Just a Closer Walk With Thee

April 25, 2021

And when you turn to the right or when you turn to the left, your ears shall hear a word behind you saying, “This is the way; walk in it.” ~Isaiah 30:21

An early morning walk is a blessing for the entire day. ~Henry David Thoreau

Last week I went to see our son, Ro, in Los Alamos, New Mexico. Before I drove down, he asked me, “What do you want to do Dad when you get here?” “Oh, I’d like to go on some walks; that’s about it.”

When I arrived in “L.A.,” Ro greeted me at my car and off we went for a walk in a canyon near his house. We traversed along the rim through ponderosa pine, climbed up and down rocks, crossed a bridge and stared down into the depths of the canyon. We talked about life in general, spent time in the evening silence. We were hoping to eat supper out, but we lost track of time, night fell upon us and by the time we got back to his house, all the local restaurants were closed. Such is the nature of a good walk.

As many of you know, I love to walk. Nothing seems to bring me home quite like a stroll. Barbara Brown Taylor says, “Not everyone is able to walk, but most people can, which makes walking one of the most easily available spiritual practices of all. All it takes is a decision to walk and some awareness, both of who we are and what we are doing. Where we are going is not as important as it might seem.”

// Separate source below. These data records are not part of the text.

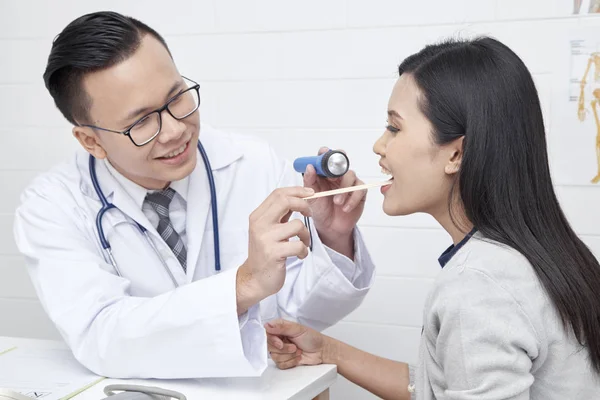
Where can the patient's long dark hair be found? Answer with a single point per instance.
(481, 90)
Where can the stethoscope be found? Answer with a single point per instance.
(107, 206)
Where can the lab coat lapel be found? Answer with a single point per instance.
(222, 151)
(198, 205)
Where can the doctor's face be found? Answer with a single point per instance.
(418, 166)
(125, 93)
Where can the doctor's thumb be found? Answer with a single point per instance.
(284, 328)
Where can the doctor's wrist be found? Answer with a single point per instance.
(247, 292)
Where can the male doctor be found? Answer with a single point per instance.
(114, 79)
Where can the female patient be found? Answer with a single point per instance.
(515, 310)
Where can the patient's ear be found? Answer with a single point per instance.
(455, 151)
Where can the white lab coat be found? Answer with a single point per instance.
(139, 325)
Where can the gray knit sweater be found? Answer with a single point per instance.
(491, 333)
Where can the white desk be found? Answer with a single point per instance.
(300, 383)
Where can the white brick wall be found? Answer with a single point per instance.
(302, 75)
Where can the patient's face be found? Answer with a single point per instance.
(409, 154)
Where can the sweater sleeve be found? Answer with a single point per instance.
(486, 342)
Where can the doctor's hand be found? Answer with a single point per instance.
(269, 244)
(291, 344)
(336, 216)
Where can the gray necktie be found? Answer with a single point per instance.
(160, 202)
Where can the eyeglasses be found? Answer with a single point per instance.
(145, 129)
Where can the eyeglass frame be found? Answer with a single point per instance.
(127, 132)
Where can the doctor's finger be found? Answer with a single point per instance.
(292, 249)
(285, 361)
(294, 362)
(275, 341)
(288, 348)
(290, 229)
(310, 178)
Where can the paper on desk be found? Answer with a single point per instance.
(49, 374)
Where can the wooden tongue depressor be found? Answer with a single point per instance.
(348, 189)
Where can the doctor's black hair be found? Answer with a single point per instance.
(90, 43)
(482, 91)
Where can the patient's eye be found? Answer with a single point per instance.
(392, 129)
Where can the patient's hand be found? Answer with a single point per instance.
(291, 344)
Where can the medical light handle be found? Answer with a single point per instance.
(331, 164)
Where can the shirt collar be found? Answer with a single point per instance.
(453, 249)
(138, 193)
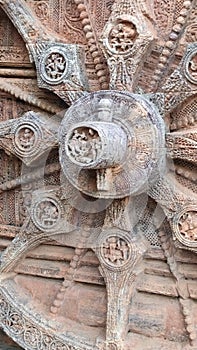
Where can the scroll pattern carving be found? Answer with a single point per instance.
(107, 222)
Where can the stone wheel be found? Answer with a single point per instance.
(98, 220)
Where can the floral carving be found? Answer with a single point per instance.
(84, 145)
(46, 213)
(115, 251)
(122, 36)
(55, 66)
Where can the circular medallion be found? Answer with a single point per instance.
(112, 144)
(121, 37)
(46, 213)
(115, 251)
(185, 226)
(53, 65)
(27, 139)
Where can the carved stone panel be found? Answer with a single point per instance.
(98, 172)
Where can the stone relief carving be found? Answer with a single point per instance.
(101, 197)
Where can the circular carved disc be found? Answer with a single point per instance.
(145, 153)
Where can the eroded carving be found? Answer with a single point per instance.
(113, 151)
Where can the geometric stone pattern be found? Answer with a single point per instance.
(98, 140)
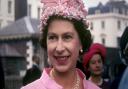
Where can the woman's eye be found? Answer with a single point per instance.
(52, 38)
(67, 37)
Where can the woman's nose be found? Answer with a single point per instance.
(60, 46)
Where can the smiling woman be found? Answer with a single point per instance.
(64, 35)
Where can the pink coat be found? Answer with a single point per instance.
(46, 82)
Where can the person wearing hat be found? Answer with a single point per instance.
(124, 56)
(63, 36)
(93, 62)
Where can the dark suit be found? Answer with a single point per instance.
(31, 75)
(2, 83)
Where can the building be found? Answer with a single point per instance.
(11, 10)
(107, 22)
(34, 8)
(18, 42)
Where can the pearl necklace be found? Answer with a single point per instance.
(99, 83)
(77, 84)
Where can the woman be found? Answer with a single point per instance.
(93, 61)
(64, 36)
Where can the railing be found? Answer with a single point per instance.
(13, 82)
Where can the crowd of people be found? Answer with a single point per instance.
(75, 61)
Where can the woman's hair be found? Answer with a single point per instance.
(80, 27)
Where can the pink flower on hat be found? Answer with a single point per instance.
(67, 8)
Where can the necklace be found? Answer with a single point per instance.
(76, 86)
(77, 83)
(99, 83)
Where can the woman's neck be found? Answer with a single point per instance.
(66, 80)
(98, 80)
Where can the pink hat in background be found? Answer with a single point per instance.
(94, 49)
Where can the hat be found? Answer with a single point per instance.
(94, 49)
(66, 8)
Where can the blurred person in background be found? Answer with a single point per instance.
(34, 72)
(2, 78)
(124, 56)
(93, 62)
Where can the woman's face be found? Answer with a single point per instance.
(63, 45)
(96, 65)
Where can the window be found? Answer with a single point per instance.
(0, 23)
(38, 12)
(91, 25)
(97, 12)
(119, 24)
(0, 5)
(118, 41)
(9, 7)
(29, 10)
(102, 24)
(103, 41)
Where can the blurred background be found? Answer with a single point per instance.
(19, 35)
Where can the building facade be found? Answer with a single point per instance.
(107, 22)
(11, 10)
(34, 8)
(6, 12)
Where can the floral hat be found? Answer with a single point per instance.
(66, 8)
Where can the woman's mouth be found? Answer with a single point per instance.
(61, 59)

There are many kinds of walks. We can walk for aerobic exercise to raise our heart rates for health purposes and maybe lose a few winter pounds. We can walk instead of driving to the post office or to the P&D Grocery store to cut down on our carbon footprint. We can walk for pleasure just to feel our bodies move, breathe fresh air, and literally smell the flowers. We can also take purposeless walks–strolls or ambles—which are at a slower pace and subject to curiosity and wonder. (Note: Pretty well all walks with young children are unstructured journeys full of awe and mystery.)

Jesus walked. He walked into the countryside. He walked by the sea of Galilee. He even walked on water. He was walking when he asked the disciples to follow him. It is hard to imagine Jesus moving at a fast pace even if a car was available. He walked everywhere except for a short stint on a donkey on Palm Sunday. “Walking gave Jesus time to see things like the milky eyes of the beggar sitting by the side of the road, or the round black eyes of sparrows sitting in their cages at the market,” says Taylor.

“Because Jesus moved slowly, people and things came into focus for him, just as he came into focus for them,” Taylor writes. As he was walking by one day, a woman who had been bleeding for years saw him and said, “If I could just touch his cloak, I know I will be made well.” If Jesus had been moving more quickly to reach more people and accomplish more, the woman might not have seen him, and Jesus would not had time to stop and talk to her.

Sometimes Jesus had a destination and sometimes he did not. Barbara Taylor says, “While many of Jesus’ present-day admirers pay close attention to what he said and did, they pay less attention to the pace at which he did it. Jesus was a walker and not a rider. He took his sweet time.”

What if we took “a closer walk with thee?” What if we took our sweet time and smelled the roses?

When we walk and do not have a destination, we are free to see the holy, the sacred, and the beauty in the world. A good walk slows us down so we can see and hear anew. Our neighbor planted new fruit trees. An elderly woman gazes out her living room window. The kids down the street built a palace out of bed sheets and fallen tree limbs. We stop and ask about their new kingdom. We ask the new neighbor, “How are you today?”  We have time to listen and to be present.

We hear the river running softly over the rocks. A fox trots lightly across Weaver’s hayfield. A red-tail hawk circles overhead. We feel the earth beneath our feet and the breeze on our face. “We breathe God in, and we breathe God out, listening to the inner voice of Love that is always sounding in our heart,” writes the Reverend Margaret Bullitt-Jonas. A walk can set us free from the frenzy of our minds and restore our souls.

May we take our sweet time and walk closer to thee.